The ruling substantiates the events of April 6, 2008, which began when the Mossos d’Esquadra were getting ready to search Casellas’ wife prior to a requested conjugal visit.

At that moment, the woman, “showing signs of anxiety,” broke down and handed the officers two heroin packets that were intended for Casellas.

The judge emphasized the fact that Yamileth B.P. handed the heroin—two packets of 6 and 8.9 grams with a total value of 944 Euros—over to the officers voluntarily.

Even though the transfer was prevented, the ninth circuit Court judge believes that Yamileth B.P. “was persuaded” by Casellas to smuggle the 14.9 grams of heroin she was hiding.

Casellas was in prison for over 25 years.
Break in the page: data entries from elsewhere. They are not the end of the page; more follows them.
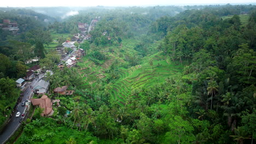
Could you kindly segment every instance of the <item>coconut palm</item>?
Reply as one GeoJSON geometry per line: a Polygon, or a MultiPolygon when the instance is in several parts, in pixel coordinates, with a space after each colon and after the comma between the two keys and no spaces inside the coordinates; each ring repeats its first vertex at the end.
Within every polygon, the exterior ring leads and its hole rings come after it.
{"type": "Polygon", "coordinates": [[[153,60],[152,59],[150,59],[150,61],[149,61],[149,65],[150,65],[151,67],[151,73],[152,73],[152,66],[153,65],[153,60]]]}
{"type": "MultiPolygon", "coordinates": [[[[72,111],[71,113],[71,117],[74,119],[72,128],[74,127],[75,122],[78,122],[80,124],[83,113],[83,111],[80,110],[80,106],[79,106],[77,104],[75,104],[74,109],[72,111]]],[[[79,130],[80,128],[80,126],[79,126],[79,130]]]]}
{"type": "Polygon", "coordinates": [[[46,81],[48,81],[49,82],[49,85],[50,86],[49,87],[49,92],[51,92],[50,91],[50,88],[51,88],[51,83],[52,82],[52,80],[53,80],[53,76],[52,76],[52,75],[51,75],[51,73],[50,73],[50,71],[47,71],[45,75],[45,80],[46,81]]]}
{"type": "Polygon", "coordinates": [[[95,124],[96,117],[95,113],[91,108],[85,110],[85,115],[84,117],[84,119],[85,120],[86,125],[85,131],[86,131],[89,124],[95,124]]]}
{"type": "MultiPolygon", "coordinates": [[[[58,75],[54,77],[53,80],[53,87],[61,87],[62,80],[61,78],[58,75]]],[[[58,97],[59,97],[59,89],[58,89],[58,97]]]]}
{"type": "Polygon", "coordinates": [[[235,128],[235,135],[230,135],[234,141],[237,141],[238,143],[243,144],[245,140],[251,139],[251,136],[248,135],[246,129],[241,127],[235,128]]]}
{"type": "Polygon", "coordinates": [[[77,141],[74,140],[73,137],[70,137],[68,141],[66,141],[66,144],[75,144],[77,143],[77,141]]]}
{"type": "Polygon", "coordinates": [[[208,95],[211,95],[210,98],[211,99],[211,110],[212,110],[212,100],[213,99],[213,97],[214,96],[216,92],[218,92],[218,88],[219,86],[217,83],[216,81],[211,81],[210,82],[208,83],[208,87],[207,87],[207,94],[208,95]]]}

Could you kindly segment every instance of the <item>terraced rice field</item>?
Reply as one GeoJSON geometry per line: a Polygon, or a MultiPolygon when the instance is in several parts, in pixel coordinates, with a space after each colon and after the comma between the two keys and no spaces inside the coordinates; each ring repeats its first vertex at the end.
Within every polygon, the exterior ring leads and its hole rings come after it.
{"type": "MultiPolygon", "coordinates": [[[[164,82],[170,76],[175,75],[183,69],[183,65],[173,63],[168,64],[162,57],[154,57],[152,68],[148,63],[132,67],[129,69],[122,68],[120,79],[113,85],[110,91],[112,100],[118,101],[120,106],[126,104],[127,98],[133,89],[148,87],[157,83],[164,82]]],[[[139,99],[131,95],[134,99],[139,99]]]]}
{"type": "MultiPolygon", "coordinates": [[[[243,14],[243,15],[239,15],[239,17],[240,17],[240,20],[241,20],[241,23],[242,25],[243,26],[246,26],[248,24],[248,21],[249,21],[249,15],[248,14],[243,14]]],[[[230,19],[232,18],[233,16],[223,16],[222,17],[222,19],[224,20],[226,19],[230,19]]]]}

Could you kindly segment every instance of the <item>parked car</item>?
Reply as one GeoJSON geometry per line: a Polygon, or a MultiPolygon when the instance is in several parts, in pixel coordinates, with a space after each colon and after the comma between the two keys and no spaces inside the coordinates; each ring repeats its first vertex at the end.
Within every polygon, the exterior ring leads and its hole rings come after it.
{"type": "Polygon", "coordinates": [[[23,102],[21,103],[21,106],[25,106],[25,101],[23,101],[23,102]]]}
{"type": "Polygon", "coordinates": [[[20,112],[18,111],[17,113],[16,113],[16,117],[20,117],[20,112]]]}

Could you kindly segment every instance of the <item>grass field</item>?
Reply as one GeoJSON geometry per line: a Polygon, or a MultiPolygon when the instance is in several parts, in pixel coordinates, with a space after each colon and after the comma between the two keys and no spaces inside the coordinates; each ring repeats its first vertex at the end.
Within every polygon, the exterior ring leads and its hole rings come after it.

He was jailed for the first time in 1979 after a series of bank robberies, although he is also known for his anarchist views. His release was granted two months ago, but during his time as a prisoner he undertook three hunger strikes in order to demand improvements in prison conditions.
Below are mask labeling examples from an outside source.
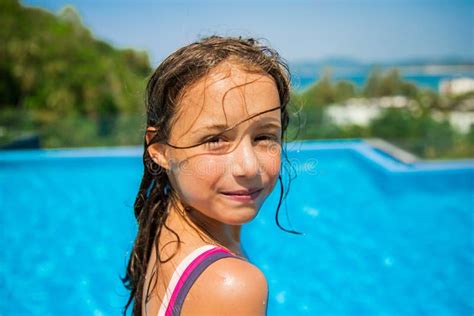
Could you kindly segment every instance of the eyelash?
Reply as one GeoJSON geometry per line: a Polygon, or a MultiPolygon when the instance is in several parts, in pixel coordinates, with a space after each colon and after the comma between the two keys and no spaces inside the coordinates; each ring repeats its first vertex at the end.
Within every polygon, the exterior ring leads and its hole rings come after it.
{"type": "MultiPolygon", "coordinates": [[[[278,141],[279,138],[275,135],[259,135],[257,138],[265,137],[267,140],[278,141]]],[[[212,136],[204,140],[205,144],[216,144],[219,140],[224,139],[223,136],[212,136]]]]}

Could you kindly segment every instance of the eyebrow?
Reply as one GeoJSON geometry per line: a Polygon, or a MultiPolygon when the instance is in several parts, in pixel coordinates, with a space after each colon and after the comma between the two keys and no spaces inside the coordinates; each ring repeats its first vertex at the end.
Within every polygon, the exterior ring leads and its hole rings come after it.
{"type": "MultiPolygon", "coordinates": [[[[239,124],[240,123],[237,123],[236,125],[239,125],[239,124]]],[[[268,128],[268,127],[281,128],[280,124],[277,124],[275,122],[266,122],[266,123],[263,123],[263,124],[257,126],[257,128],[259,128],[259,129],[268,128]]],[[[209,126],[205,126],[203,128],[200,128],[200,129],[192,132],[191,134],[197,134],[197,133],[204,132],[204,131],[224,131],[226,129],[231,129],[231,128],[230,128],[230,126],[225,125],[225,124],[213,124],[213,125],[209,125],[209,126]]]]}

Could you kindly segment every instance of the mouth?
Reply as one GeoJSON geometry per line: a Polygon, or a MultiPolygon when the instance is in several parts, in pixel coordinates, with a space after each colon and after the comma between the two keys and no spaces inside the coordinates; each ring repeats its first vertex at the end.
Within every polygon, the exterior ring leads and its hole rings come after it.
{"type": "Polygon", "coordinates": [[[253,188],[253,189],[248,189],[248,190],[238,190],[238,191],[221,192],[221,193],[231,200],[245,202],[245,201],[255,200],[262,191],[263,191],[263,188],[253,188]]]}

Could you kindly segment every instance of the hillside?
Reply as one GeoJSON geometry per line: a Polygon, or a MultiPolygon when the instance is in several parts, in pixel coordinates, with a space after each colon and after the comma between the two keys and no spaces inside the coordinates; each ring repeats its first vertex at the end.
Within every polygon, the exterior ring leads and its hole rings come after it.
{"type": "Polygon", "coordinates": [[[73,7],[54,15],[2,0],[0,41],[0,110],[87,117],[142,110],[147,54],[94,38],[73,7]]]}

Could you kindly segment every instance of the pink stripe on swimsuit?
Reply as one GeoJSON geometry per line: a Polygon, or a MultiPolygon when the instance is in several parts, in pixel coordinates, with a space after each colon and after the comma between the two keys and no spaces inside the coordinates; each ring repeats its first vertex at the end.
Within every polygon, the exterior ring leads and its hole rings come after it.
{"type": "Polygon", "coordinates": [[[239,258],[225,248],[206,245],[190,253],[178,265],[166,289],[158,316],[178,316],[184,299],[199,275],[211,263],[222,258],[239,258]]]}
During the trial, Casellas explained that he didn’t fear a return to prison since, even if found guilty, he wouldn’t be going back to jail because: “They owe me eight years.” “I spent eight years too many, so what they have to do is give me a refund,” he emphasized in a statement to Europa Press.

According to the ex-prisoner, on April 2, 2009 he was granted leave from prison. He was then told on April 8 that he could not go because he was being indicted on suspicion of drug trafficking for “something that happened on the outside” while he was “locked up in prison.” “It’s a story they pulled out of their sleeves,” he explained.

The ruling sentences Casellas and his wife to three years in prison with a fine of 2400 Euros, despite the prosecutor’s request for an eight-year sentence.

Communiqué from J.C. Rico on the release of M. Pinteño and A. Casellas

From Tokata:

March 26, 2010

Today I found out that Manuel Pinteño and Amadeu Casellas are FREE. Personally, even though I’ve never met them, this news fills me with joy. Yet it hasn’t pushed me into a state of euphoria. The fascist, thieving, oppressor state hasn’t given these comrades a gift. On the contrary, it has “stolen” the best years of their lives. And in dealing with these two people, as well as with comrade Joaquín Garcés, it has completely crossed the threshold of IT’S OWN existing laws regarding sentencing terms.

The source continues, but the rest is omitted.